Hi, I am trying this out myself now, and getting an error with all Strogatz problems this time (Feynman's run fine).
Namely, when using the python analyze.py -script assess_symbolic_model as indicated in the README, I get errors like the one shown below:

========================================
Assessing tuned.GPGOMEARegressor model for 
../../pmlb/datasets/strogatz_predprey2/strogatz_predprey2.tsv.gz
========================================
looking for: ../results_sym_data/strogatz_predprey2//strogatz_predprey2_tuned.GPGOMEARegressor_860.json
['This is one state of a 2-state dynamic model for predator-prey populations. ', '', '$\\dot{x} = x  \\cdot \\left( 4 - x - \\frac{y}{1+x} \\right)$', '$\\dot{y} = y \\cdot \\left( \\frac{x}{1+x} - 0.075 \\cdot y \\right)$', '', 'It is adapted from Steven Strogatz\'s book "Chaos and Nonlinear Dynamics".  ', 'Each strogatz ODE system can exhibit chaotic and/or nonlinear behavior. ', 'For the purposes of modeling, these systems are simulated using initial conditions within stable basins of attraction. ', 'The systems are simulated using simulink and matlab. ', '']
ValueError: Error from parse_expr with transformed code: "x   \\Symbol ('cdot' ) \\Function ('left' )(Integer (4 )-x - \\frac {y }{Integer (1 )+x } \\Symbol ('right' ))$"
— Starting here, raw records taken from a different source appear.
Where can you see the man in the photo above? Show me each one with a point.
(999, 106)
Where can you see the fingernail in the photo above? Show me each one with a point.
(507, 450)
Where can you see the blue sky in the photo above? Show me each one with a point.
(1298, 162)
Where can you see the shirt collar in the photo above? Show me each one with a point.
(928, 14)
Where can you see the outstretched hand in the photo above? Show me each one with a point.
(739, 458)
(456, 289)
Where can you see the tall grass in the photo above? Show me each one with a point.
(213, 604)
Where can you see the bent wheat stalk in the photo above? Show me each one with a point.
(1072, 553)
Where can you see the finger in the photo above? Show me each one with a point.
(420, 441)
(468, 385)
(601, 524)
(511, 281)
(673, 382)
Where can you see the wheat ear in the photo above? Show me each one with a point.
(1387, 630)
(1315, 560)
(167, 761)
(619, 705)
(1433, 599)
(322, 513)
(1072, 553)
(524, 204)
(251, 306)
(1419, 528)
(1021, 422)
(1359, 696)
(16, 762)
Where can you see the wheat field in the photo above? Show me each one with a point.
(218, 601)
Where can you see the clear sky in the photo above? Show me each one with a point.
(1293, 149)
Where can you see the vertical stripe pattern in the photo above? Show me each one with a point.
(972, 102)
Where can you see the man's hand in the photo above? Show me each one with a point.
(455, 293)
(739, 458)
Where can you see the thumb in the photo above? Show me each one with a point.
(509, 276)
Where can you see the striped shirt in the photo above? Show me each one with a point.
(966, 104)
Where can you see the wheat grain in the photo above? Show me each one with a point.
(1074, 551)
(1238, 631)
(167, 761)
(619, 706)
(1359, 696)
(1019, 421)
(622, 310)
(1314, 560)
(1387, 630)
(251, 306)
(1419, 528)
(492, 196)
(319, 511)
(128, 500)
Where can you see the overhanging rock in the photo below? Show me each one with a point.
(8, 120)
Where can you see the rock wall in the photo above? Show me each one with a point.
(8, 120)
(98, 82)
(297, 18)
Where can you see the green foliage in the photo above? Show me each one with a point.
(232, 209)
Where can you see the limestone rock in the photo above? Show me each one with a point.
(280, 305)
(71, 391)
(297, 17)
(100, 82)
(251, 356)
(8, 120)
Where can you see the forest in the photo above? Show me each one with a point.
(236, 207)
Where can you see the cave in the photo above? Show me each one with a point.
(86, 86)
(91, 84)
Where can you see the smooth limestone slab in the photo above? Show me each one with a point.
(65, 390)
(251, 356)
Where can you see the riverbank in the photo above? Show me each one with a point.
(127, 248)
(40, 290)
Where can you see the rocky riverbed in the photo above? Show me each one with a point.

The above exception was the direct cause of the following exception:

Traceback (most recent call last):
  File "assess_symbolic_model.py", line 158, in <module>
    feature_noise=args.X_NOISE)
  File "assess_symbolic_model.py", line 111, in assess_symbolic_model
    assess_symbolic_model_from_file(save_file+'.json', dataset)
  File "assess_symbolic_model.py", line 42, in assess_symbolic_model_from_file
    true_model = get_sym_model(dataset, return_str=False)
  File "/export/scratch1/home/virgolin/srbench/experiment/symbolic_utils.py", line 246, in get_sym_model
    local_dict = {k:Symbol(k) for k in features})
  File "/export/scratch1/home/virgolin/anaconda3/envs/srbench/lib/python3.7/site-packages/sympy/parsing/sympy_parser.py", line 1026, in parse_expr
    raise e from ValueError(f"Error from parse_expr with transformed code: {code!r}")
  File "/export/scratch1/home/virgolin/anaconda3/envs/srbench/lib/python3.7/site-packages/sympy/parsing/sympy_parser.py", line 1017, in parse_expr
    rv = eval_expr(code, local_dict, global_dict)
  File "/export/scratch1/home/virgolin/anaconda3/envs/srbench/lib/python3.7/site-packages/sympy/parsing/sympy_parser.py", line 912, in eval_expr
    code, global_dict, local_dict)  # take local objects in preference
  File "<string>", line 1
    x   \Symbol ('cdot' ) \Function ('left' )(Integer (4 )-x - \frac {y }{Integer (1 )+x } \Symbol ('right' ))$
                                                                                                              ^
SyntaxError: unexpected character after line continuation character
 python analyze.py \
            -script assess_symbolic_model \{'INPUT_FILE': '../../pmlb/datasets/strogatz_shearflow2/strogatz_shearflow2.tsv.gz', 'ALG': 'tuned.GPGOMEARegressor', 'RDIR': '../results_sym_data/strogatz_shearflow2/', 'RANDOM_STATE': 860, 'TEST': False, 'Y_NOISE': 0.0, 'X_NOISE': 0.0, 'SYM_DATA': True, 'JSON_FILE': ''}

I do see that the "true_model" field in the .json results for Strogatz includes a trailing $ at the end.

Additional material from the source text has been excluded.